The Current State of AI DX According to Developers

Ryo Tetsu Ogawa (henceforth: Ogawa): Recently, regarding AI surrounding DX, what is the situation on the ground at your company, which also handles products in this field?

Kazuki Kyakuno (henceforth: Kyakuno): Since our company started offering the DX application “ailia DX Insight / Axell’s AI DX app”, we’ve been hearing from our customers that there is a pervasive trend across domestic companies to increase operational efficiency through AI DX. However, it seems most are in the phase of first wanting to understand how to integrate and utilize AI DX in their workflows. In other words, they aim to raise their literacy on AI and DX within their companies. More than directly improving operations, the prevalent inquiries are about assessing how AI can intervene in their workflows.

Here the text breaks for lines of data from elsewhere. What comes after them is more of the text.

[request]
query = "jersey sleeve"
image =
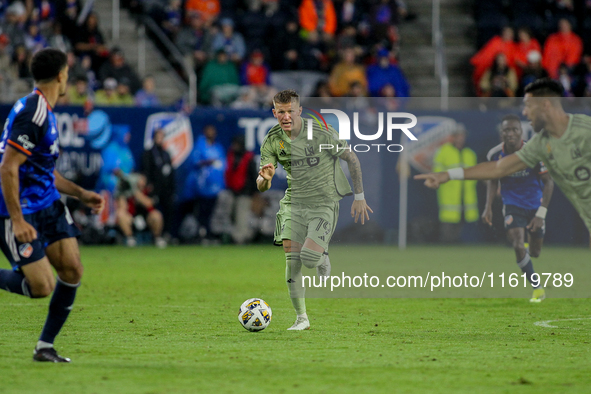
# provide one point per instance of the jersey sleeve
(531, 153)
(332, 138)
(28, 127)
(268, 156)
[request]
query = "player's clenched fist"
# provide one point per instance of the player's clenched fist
(434, 179)
(267, 172)
(23, 231)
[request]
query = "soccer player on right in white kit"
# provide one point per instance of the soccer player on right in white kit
(562, 142)
(309, 210)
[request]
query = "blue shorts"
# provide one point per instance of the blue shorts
(52, 224)
(516, 217)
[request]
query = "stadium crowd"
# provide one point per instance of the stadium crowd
(523, 40)
(235, 47)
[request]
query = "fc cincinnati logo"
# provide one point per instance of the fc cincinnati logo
(25, 250)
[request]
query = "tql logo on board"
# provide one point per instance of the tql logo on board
(392, 122)
(178, 135)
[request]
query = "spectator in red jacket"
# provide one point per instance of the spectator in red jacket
(318, 15)
(240, 176)
(207, 9)
(485, 57)
(564, 47)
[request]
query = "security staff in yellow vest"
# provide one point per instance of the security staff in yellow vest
(455, 197)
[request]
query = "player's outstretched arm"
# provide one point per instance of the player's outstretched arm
(89, 198)
(9, 168)
(359, 207)
(538, 221)
(491, 192)
(480, 172)
(266, 174)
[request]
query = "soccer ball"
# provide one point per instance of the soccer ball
(255, 314)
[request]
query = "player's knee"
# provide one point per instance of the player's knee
(155, 217)
(42, 289)
(519, 250)
(72, 273)
(310, 258)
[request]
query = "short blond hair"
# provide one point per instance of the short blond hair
(286, 97)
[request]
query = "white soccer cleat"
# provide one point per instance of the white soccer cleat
(301, 324)
(323, 270)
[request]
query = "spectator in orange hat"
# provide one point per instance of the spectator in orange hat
(564, 47)
(345, 73)
(485, 57)
(500, 80)
(525, 45)
(318, 15)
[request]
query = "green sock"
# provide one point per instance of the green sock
(293, 276)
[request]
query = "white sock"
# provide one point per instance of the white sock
(43, 345)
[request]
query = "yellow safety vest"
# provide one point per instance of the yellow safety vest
(451, 194)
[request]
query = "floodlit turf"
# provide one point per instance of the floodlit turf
(165, 321)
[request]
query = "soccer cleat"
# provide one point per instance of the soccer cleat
(300, 325)
(323, 270)
(49, 354)
(538, 296)
(160, 243)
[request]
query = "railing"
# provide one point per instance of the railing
(440, 59)
(176, 55)
(157, 32)
(115, 24)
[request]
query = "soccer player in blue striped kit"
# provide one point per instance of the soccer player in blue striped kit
(526, 195)
(38, 232)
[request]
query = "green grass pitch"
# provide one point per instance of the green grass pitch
(165, 321)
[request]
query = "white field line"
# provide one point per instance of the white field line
(545, 323)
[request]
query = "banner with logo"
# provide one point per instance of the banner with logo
(83, 136)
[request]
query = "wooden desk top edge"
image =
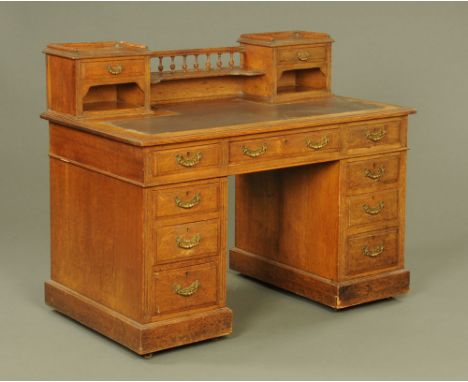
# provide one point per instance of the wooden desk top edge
(104, 127)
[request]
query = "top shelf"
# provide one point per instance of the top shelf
(189, 74)
(273, 39)
(79, 50)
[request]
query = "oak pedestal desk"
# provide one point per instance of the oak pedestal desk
(139, 162)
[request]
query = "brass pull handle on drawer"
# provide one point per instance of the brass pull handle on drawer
(187, 291)
(254, 153)
(376, 134)
(321, 143)
(190, 203)
(114, 70)
(188, 243)
(374, 175)
(189, 161)
(374, 252)
(303, 56)
(373, 210)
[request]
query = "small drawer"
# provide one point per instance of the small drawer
(372, 252)
(254, 150)
(373, 208)
(196, 197)
(186, 288)
(112, 70)
(186, 160)
(301, 56)
(188, 240)
(374, 135)
(313, 142)
(301, 144)
(373, 173)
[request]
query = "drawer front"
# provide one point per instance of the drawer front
(254, 150)
(300, 144)
(373, 208)
(186, 160)
(375, 135)
(186, 288)
(186, 241)
(112, 70)
(196, 197)
(313, 142)
(373, 173)
(303, 55)
(372, 252)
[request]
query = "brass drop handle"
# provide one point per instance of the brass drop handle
(373, 210)
(254, 153)
(187, 291)
(188, 204)
(374, 252)
(188, 243)
(189, 161)
(303, 56)
(321, 143)
(376, 134)
(375, 175)
(114, 70)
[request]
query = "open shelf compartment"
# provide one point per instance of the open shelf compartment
(113, 97)
(302, 80)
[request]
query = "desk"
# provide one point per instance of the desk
(138, 171)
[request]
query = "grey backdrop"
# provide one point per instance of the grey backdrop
(413, 54)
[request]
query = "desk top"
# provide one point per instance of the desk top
(183, 122)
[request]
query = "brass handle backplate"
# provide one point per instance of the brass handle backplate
(114, 70)
(373, 210)
(254, 153)
(374, 252)
(188, 243)
(190, 203)
(187, 291)
(376, 134)
(374, 175)
(321, 143)
(303, 56)
(189, 161)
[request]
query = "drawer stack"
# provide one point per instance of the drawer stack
(186, 244)
(373, 218)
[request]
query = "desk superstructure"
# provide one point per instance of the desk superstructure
(139, 161)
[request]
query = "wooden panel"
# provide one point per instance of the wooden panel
(187, 240)
(186, 288)
(142, 339)
(96, 237)
(372, 252)
(301, 55)
(186, 160)
(373, 208)
(105, 155)
(196, 197)
(113, 69)
(61, 91)
(373, 174)
(375, 135)
(291, 216)
(272, 147)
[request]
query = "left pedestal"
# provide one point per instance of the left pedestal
(143, 265)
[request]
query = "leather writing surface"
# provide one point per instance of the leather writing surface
(202, 115)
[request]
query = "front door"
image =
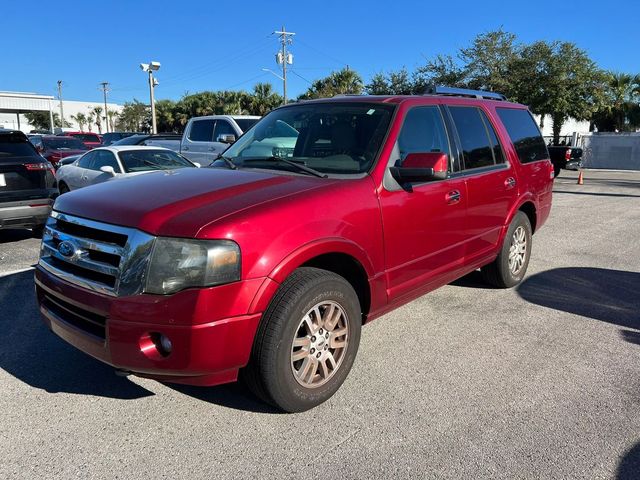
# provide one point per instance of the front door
(424, 224)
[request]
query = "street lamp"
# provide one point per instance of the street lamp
(150, 68)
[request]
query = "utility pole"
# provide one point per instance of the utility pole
(283, 58)
(150, 68)
(61, 109)
(105, 89)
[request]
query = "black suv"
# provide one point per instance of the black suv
(27, 183)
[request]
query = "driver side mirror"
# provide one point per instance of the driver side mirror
(108, 169)
(227, 138)
(422, 167)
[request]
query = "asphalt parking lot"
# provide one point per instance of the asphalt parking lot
(542, 381)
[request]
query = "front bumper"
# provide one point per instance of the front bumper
(211, 330)
(25, 213)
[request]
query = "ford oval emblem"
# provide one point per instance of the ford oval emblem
(66, 249)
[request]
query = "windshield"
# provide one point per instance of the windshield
(64, 143)
(144, 160)
(131, 140)
(339, 138)
(15, 146)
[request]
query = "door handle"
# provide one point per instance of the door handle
(453, 196)
(510, 182)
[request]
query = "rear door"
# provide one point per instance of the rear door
(198, 144)
(23, 173)
(491, 181)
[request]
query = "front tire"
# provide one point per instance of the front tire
(307, 341)
(509, 268)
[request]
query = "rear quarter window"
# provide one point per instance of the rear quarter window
(524, 134)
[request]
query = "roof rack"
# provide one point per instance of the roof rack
(463, 92)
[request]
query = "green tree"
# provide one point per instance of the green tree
(345, 81)
(557, 79)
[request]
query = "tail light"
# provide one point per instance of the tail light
(40, 166)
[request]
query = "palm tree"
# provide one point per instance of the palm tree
(90, 119)
(97, 111)
(80, 119)
(624, 93)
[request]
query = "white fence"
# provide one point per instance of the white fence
(619, 151)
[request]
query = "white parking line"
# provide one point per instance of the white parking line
(13, 272)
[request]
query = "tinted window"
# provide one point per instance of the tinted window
(246, 123)
(524, 134)
(143, 160)
(498, 156)
(64, 143)
(15, 146)
(223, 128)
(105, 159)
(201, 131)
(477, 149)
(87, 160)
(422, 132)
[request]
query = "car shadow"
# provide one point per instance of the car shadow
(230, 395)
(607, 295)
(629, 466)
(34, 355)
(16, 235)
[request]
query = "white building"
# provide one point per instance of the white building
(14, 104)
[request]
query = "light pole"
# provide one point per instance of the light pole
(150, 68)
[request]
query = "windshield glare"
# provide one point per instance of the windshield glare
(328, 137)
(144, 160)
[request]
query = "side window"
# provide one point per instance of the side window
(498, 155)
(524, 134)
(223, 128)
(87, 160)
(201, 131)
(477, 149)
(423, 132)
(105, 159)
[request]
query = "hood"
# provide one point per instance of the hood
(180, 202)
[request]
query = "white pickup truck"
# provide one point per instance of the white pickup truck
(205, 138)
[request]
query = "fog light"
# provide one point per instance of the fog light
(162, 343)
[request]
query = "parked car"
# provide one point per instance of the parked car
(204, 138)
(268, 265)
(564, 157)
(105, 163)
(91, 140)
(111, 137)
(56, 147)
(165, 140)
(27, 183)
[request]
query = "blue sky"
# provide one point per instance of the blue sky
(211, 45)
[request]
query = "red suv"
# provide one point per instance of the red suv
(322, 217)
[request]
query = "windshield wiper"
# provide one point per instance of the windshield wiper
(300, 167)
(228, 161)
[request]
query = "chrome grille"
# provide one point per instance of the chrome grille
(101, 257)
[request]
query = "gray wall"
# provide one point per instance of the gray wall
(620, 151)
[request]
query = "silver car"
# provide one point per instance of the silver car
(105, 163)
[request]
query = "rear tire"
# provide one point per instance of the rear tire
(306, 342)
(509, 268)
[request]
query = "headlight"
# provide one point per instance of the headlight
(178, 263)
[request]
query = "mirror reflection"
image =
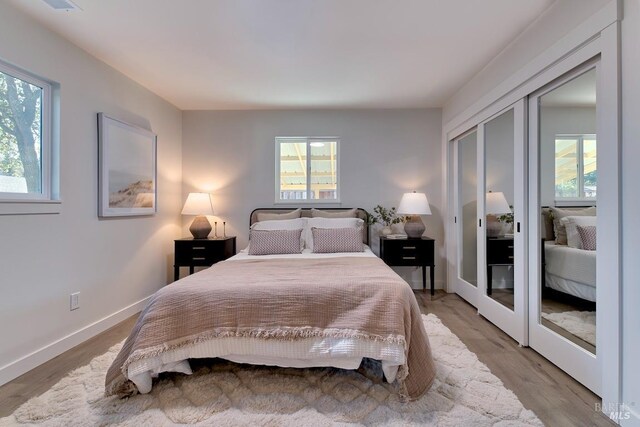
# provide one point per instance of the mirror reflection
(467, 205)
(499, 161)
(568, 183)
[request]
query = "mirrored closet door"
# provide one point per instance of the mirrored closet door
(563, 298)
(465, 179)
(501, 225)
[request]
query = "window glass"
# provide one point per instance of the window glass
(576, 170)
(324, 180)
(589, 160)
(566, 168)
(21, 137)
(307, 169)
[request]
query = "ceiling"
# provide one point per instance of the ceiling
(281, 54)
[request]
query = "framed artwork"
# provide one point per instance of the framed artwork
(127, 169)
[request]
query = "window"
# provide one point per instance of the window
(576, 172)
(307, 169)
(25, 139)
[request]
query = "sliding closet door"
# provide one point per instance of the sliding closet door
(501, 221)
(565, 193)
(465, 158)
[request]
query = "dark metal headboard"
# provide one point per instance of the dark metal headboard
(306, 213)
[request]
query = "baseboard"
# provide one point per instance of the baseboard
(632, 420)
(48, 352)
(417, 284)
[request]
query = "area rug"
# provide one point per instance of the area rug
(580, 323)
(219, 393)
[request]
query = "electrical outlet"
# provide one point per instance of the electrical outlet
(75, 301)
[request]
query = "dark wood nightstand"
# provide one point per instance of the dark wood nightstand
(190, 252)
(499, 252)
(410, 252)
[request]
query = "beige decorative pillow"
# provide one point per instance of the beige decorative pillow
(558, 227)
(317, 213)
(266, 216)
(571, 223)
(588, 235)
(335, 240)
(275, 242)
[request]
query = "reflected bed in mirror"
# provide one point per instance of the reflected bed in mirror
(569, 291)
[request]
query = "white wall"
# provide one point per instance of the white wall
(556, 121)
(383, 153)
(44, 258)
(630, 208)
(557, 21)
(536, 40)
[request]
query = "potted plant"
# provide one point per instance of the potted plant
(385, 217)
(507, 219)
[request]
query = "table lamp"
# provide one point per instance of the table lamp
(495, 204)
(199, 204)
(414, 204)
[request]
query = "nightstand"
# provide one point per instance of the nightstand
(190, 252)
(499, 252)
(410, 252)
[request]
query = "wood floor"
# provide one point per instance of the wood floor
(555, 397)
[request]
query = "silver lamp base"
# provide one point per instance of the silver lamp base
(200, 227)
(414, 227)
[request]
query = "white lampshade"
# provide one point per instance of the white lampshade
(198, 204)
(414, 204)
(496, 203)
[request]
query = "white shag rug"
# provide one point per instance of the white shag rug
(219, 393)
(580, 323)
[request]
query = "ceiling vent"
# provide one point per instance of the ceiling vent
(67, 5)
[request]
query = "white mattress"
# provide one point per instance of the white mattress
(572, 264)
(571, 270)
(306, 254)
(344, 353)
(570, 287)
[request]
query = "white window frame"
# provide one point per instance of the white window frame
(309, 140)
(27, 203)
(568, 201)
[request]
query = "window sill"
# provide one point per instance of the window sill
(574, 202)
(306, 202)
(30, 207)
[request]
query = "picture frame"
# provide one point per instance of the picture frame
(126, 169)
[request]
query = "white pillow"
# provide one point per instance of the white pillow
(283, 224)
(271, 216)
(571, 224)
(320, 222)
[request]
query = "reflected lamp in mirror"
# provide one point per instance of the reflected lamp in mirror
(495, 204)
(414, 204)
(199, 204)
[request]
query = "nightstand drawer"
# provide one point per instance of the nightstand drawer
(408, 255)
(411, 252)
(196, 254)
(499, 251)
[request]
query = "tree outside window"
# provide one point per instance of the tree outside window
(20, 135)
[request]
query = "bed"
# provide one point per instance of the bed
(298, 310)
(569, 267)
(570, 270)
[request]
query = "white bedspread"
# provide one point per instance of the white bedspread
(577, 265)
(312, 352)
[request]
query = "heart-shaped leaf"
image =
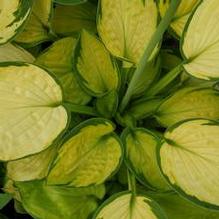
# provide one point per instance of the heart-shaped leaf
(188, 158)
(58, 59)
(91, 154)
(140, 156)
(60, 202)
(126, 27)
(31, 115)
(32, 167)
(189, 103)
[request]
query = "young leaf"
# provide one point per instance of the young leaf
(70, 20)
(32, 167)
(11, 52)
(60, 202)
(188, 158)
(13, 15)
(200, 42)
(182, 14)
(177, 207)
(140, 156)
(37, 28)
(97, 70)
(31, 115)
(91, 154)
(126, 27)
(189, 103)
(126, 206)
(58, 59)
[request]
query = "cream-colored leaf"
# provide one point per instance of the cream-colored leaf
(126, 27)
(90, 155)
(31, 114)
(189, 158)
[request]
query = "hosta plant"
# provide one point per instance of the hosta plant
(109, 109)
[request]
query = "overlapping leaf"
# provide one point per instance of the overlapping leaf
(140, 153)
(126, 27)
(13, 15)
(58, 59)
(126, 206)
(90, 155)
(60, 202)
(97, 70)
(31, 115)
(189, 103)
(188, 158)
(11, 52)
(37, 29)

Ogawa: Larger companies and organizations tend to have well-managed workflows. How do you think AI DX will be integrated into businesses in the future?

Kyakuno: Naturally, it’s difficult to change all workflows at once. Initially, I think AI DX will be partially adopted in areas where there is a high workload after conducting factor analysis. I don’t think it will be long before people start noticing that AI is increasingly being incorporated into their workflows.

Ogawa: What are the particularly high-demand areas in the business scene?

Kyakuno: One notable area is “transcription”. This includes creating meeting minutes and converting conversations with customers into text data. A while ago, this work was outsourced to internal or specialized companies and done manually, but now AI performs these tasks with high accuracy and in real-time. Currently, we are improving workflows by combining several AI applications and tools, starting with transcription functionality, which AI excels at. Our company develops multiple such “parts” and offers proposals for incorporating them in the optimal way into our customers’ workflows. In the future, we envision a service where customers can independently combine these parts. It’s possible that in the future, AI will be able to take into account each organization’s workflow and propose the optimal combination of tools.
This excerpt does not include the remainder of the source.